L’AQUILA. «Per rispettare l'impegno di trasparenza e partecipazione che ha caratterizzato il nostro percorso fin dall'inizio, vogliamo condividere con tutti le evoluzione del dibattito nel cosiddetto "tavolo di coalizione" del centrosinistra e la posizione che abbiamo espresso in quel luogo». Lo affermano i componenti del movimento “Primavera aquilana” che chiedono una candidatura alternativa rispetto ai nomi già emersi.

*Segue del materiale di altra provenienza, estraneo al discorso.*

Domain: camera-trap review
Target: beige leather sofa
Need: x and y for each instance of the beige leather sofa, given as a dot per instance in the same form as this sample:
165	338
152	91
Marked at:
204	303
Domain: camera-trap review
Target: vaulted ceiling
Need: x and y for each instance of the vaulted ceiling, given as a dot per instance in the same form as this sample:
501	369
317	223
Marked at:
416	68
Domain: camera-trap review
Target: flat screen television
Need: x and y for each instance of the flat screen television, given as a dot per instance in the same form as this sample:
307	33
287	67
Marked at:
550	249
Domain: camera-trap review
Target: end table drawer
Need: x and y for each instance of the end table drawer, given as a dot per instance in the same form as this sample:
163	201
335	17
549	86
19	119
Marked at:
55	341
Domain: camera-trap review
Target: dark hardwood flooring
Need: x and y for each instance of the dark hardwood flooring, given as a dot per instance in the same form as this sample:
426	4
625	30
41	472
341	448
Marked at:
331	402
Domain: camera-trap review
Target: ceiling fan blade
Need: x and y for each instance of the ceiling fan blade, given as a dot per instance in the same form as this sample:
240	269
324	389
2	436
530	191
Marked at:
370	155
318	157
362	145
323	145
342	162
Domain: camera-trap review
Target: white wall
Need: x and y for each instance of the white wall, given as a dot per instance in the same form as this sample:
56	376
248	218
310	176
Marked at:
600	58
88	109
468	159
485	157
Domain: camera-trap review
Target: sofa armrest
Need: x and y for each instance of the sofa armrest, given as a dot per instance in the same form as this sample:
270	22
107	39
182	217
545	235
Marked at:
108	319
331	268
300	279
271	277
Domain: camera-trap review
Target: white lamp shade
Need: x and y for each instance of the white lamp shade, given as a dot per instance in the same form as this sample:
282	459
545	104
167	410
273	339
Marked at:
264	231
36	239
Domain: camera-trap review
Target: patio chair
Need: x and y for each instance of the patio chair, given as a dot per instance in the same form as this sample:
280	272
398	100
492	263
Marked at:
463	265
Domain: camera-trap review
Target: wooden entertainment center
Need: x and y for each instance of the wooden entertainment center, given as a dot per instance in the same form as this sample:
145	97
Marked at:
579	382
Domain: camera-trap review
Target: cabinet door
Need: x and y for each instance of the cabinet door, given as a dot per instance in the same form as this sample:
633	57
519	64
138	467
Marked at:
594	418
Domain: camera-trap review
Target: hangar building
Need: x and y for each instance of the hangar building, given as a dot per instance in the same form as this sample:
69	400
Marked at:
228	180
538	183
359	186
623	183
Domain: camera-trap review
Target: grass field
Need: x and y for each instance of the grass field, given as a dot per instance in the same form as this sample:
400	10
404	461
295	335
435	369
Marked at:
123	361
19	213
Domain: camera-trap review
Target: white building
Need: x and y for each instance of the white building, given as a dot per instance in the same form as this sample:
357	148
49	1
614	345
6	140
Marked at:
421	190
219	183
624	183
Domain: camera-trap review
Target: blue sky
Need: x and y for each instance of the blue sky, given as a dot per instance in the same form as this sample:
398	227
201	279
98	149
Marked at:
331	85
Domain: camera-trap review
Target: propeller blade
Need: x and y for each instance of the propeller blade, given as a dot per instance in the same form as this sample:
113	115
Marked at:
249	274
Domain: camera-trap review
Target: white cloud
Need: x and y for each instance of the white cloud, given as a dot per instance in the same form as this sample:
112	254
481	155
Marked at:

«L’unità di tutto il centrosinistra in un’area ampia che comprenda anche le esperienze e l’elaborazione di soggetti come Primavera Aquilana è l’unica strada da seguire se si vuole davvero che la città non sia di nuovo nelle mani della giunta Biondi. E unità di tutta la coalizione, per noi, vuol dire che tutti i soggetti si riconoscano in un unico candidato sindaco (o candidata sindaca) superando le divisioni che ormai sono evidenti sia tra gli esponenti politici che in città. Secondo noi l’unica maniera per riuscirci è pensare a una candidatura “terza” rispetto a quelle divisive in campo, che venga dal mondo dell’impegno civico e sociale, evitando invece il ricorso alle primarie che in questo caso servirebbero solo ad alimentare ulteriormente le divisioni. Per questo non siamo disposti a considerare le Comunali dell’Aquila come meramente strumentali ad altri appuntamenti elettorali, o a dinamiche tattiche che hanno come legittimo obiettivo l’ambizione personale, ma non direttamente il bene collettivo. Visto quanto emerso nei primi confronti e considerato che resta chiaro lo stallo e la divisione netta rispetto alle candidature proposte dai partiti, proponiamo che tutti facciano un passo indietro per fare tutti insieme un passo in avanti, scegliendo – insieme – un/una candidato/a che provenga dal mondo dell’impegno civico e sociale, che possa rappresentare e riunire il popolo di centrosinistra all’insegna del rinnovamento. Come Primavera Aquilana non vogliamo imporre una candidatura “nostra” e siamo aperti e aperte a valutare ogni proposta che abbia però queste caratteristiche. Siamo convinti e convinte che sia l’unico modo per dare un senso ai nostri confronti e alle neonate “commissioni” interne al tavolo: diversamente, qualora permangano candidature divisive e la direzione sia un’altra, verrà meno la condizione sufficiente e necessaria all’unità e quindi saremo costretti a chiamarci fuori dal confronto».